Heike Schrader, dies seit langem die Ereignisse in Griechenland verfolgt, hat dies mit Blick auf das bevorstehende Referendum sehr präzise auf den Punkt gebracht:

»Für viele Menschen steht verständlicherweise die Ablehnung der als erniedrigend empfundenen und in die endgültige Verarmung führenden Gläubigerforderungen im Vordergrund, ohne dass daraus zwingend ein Austritt des Landes aus der Gemeinschaftswährung gefolgert wird. Andere wiederum sehen im Austritt aus EU und Euro die Voraussetzung für einen Ausweg aus der Krise. Solange aber weder die KKE noch der linke Flügel von Syriza konkret verdeutlichen können, wie ein Alleingang des Landes zu bewerkstelligen wäre und welche Partner Griechenland in so einem Fall zur Seite stehen würden, droht das Lager derjenigen zu überwiegen, die die zur Normalität gewordene prekäre Situation dem Sprung ins Unbekannte vorziehen. Sie alle werden zusammen mit den großbürgerlichen Nutznießern der Situation am kommenden Sonntag mit »ja« stimmen.« (jW vom 29.6.2015)

Diese Leerstelle müßte die Linke betreten, überall. Ansonsten wird genau diese von Troika bis Morgenröte geflutet.

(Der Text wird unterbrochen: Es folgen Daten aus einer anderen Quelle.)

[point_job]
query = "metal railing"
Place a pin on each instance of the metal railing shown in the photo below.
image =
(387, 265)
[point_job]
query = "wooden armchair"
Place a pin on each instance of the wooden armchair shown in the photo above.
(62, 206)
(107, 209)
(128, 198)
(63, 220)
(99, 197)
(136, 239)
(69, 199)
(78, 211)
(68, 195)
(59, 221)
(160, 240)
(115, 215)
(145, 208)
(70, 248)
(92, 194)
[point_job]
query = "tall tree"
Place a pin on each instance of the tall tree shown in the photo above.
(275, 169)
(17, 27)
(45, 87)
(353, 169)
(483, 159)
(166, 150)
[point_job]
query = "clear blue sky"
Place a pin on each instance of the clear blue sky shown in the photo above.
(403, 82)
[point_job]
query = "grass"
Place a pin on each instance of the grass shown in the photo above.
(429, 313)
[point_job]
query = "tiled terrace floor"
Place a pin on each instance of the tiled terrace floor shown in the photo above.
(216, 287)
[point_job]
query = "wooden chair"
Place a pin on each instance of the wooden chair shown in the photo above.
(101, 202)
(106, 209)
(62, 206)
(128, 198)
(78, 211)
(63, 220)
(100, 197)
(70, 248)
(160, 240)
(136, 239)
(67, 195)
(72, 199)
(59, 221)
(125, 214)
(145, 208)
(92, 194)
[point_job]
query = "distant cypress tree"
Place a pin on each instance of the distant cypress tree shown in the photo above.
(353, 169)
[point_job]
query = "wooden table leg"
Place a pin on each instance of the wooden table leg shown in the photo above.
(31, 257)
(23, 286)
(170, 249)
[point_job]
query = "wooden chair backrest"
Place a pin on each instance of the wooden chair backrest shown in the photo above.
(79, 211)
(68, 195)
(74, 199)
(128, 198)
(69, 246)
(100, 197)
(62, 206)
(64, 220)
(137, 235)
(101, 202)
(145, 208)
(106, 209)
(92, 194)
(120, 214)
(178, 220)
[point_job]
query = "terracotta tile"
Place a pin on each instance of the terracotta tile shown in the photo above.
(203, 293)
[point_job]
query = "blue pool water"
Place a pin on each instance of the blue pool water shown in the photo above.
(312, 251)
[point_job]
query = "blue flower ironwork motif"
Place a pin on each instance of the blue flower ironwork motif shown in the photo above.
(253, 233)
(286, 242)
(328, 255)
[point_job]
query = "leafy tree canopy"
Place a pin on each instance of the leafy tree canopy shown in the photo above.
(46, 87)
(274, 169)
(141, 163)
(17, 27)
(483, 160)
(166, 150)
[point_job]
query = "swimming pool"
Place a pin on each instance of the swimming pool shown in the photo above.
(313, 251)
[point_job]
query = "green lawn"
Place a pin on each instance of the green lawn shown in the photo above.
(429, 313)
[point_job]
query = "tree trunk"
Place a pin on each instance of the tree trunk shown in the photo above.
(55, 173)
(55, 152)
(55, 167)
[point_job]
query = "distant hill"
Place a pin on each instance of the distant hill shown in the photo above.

Beide stehen bereits mit einem Fuss in dieser Leerstelle.

Wenn man heute (aus politischer Ohnmacht) in der Eurozone bleiben will, dann müßte man gerade in diesem Fall dafür sorgen, dass die Troika auf jedem Platz, an jedem Austragungsort befürchten müßte, dass die ZuschauerInnen nicht mehr länger einem miesem Spiel beiwohnen werden, sondern den Platz stürmen – in Paris, in Frankfurt, in London, in Dublin … Das wäre ein notwendiger Anfang, sich gemeinsam auf einen langen Weg zu machen, dem ›Oxi‹, dem ›basta‹ die Angst zu nehmen.